I enjoyed reading the book and I would like to have a coffee with Gorman. But being amiable and empathetic is not enough for me. The problem is liberalism: the same general wistful confusion about how the hell we came to this that I experience when I consider such complex issues. Why can’t we live and let live? Why can’t we accept each other’s differences? Why are we shouting and cancelling each other all the time? Why are we all so damaged? What happened to human decency? I am a natural liberal. I am of the generation that argued for free speech as part of a Left leaning agenda. I want a nuanced response to difference that values us all. I want to listen to the experiences of real people and only judge them once I know them, if at all. I could have written this book.
Since the Christchurch shooting, I have read what I can about the far right, and I have some disturbing experience of it from people in my life. I am perpetually perplexed and worried about it, but I don’t think the answer lies in better parenting (whatever that is) or legislating social media, which would probably hurt the Left more in the long run. I don’t think the overarching values of Left liberalism are anywhere near capable of dealing with the problem of trolling or any other feature of the far right.
Because, capitalism.
It is too late for all that. Trying to claw back good sense and decency and so on is not just an inadequate response to the sheer extremity of the multitudinous reactions to our truly dire socio-political and environmental situation. Cynicism, transgressivism, nihilism, atavism and accelerationism seem to me to be relatively meaningful reactions, and you don’t get them just on the far right.

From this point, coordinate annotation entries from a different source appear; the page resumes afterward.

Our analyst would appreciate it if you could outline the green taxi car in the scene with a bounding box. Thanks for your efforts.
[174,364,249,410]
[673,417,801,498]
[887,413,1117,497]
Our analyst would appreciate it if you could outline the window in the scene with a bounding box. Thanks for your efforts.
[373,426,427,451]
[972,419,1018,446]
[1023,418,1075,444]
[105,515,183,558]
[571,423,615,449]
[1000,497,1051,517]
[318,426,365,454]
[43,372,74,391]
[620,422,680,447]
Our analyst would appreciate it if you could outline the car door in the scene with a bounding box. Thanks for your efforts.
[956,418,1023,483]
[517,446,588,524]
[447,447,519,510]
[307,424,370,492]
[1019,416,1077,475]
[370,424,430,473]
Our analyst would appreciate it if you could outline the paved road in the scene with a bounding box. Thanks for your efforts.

Also, this. The various far right projects, online and in vivo, serve to block attempts at dismantling capitalism, and even to get to those attempts we need to get through the far right because they are a genuine and more immediate threat. Unless we do, we risk being inveigled into working alongside them because some of them want to dismantle the system too, and they are way pragmatic, and gleefully transgressive, and armed for bear. And yet it is the totality of the terminal stage capitalism we experience which makes clear thinking difficult and genuine organizing exhausting and piecemeal. Troll Hunting is not about the far right as such, but it is about bad faith abuse of power differentials, and all the qualities of moral damage in which the far right abounds. Taking all this on, at ‘real people’ levels, rather than expecting authorities or media corporations to rescue us, seems to be a better solution.
A friend of mine who is a prolific troll will use multiply fake accounts and have them argue amongst each other over contentious issues just to get the ball rolling. A lot of the time they don’t care about the issues. They’re just seeing how many responses they can generate. As for the male aspect. Yes it tends to be men, but such nihilistic behaviour was a common feature of early internet message boards when the average women avoided all things computer related like the plague because nerds gross.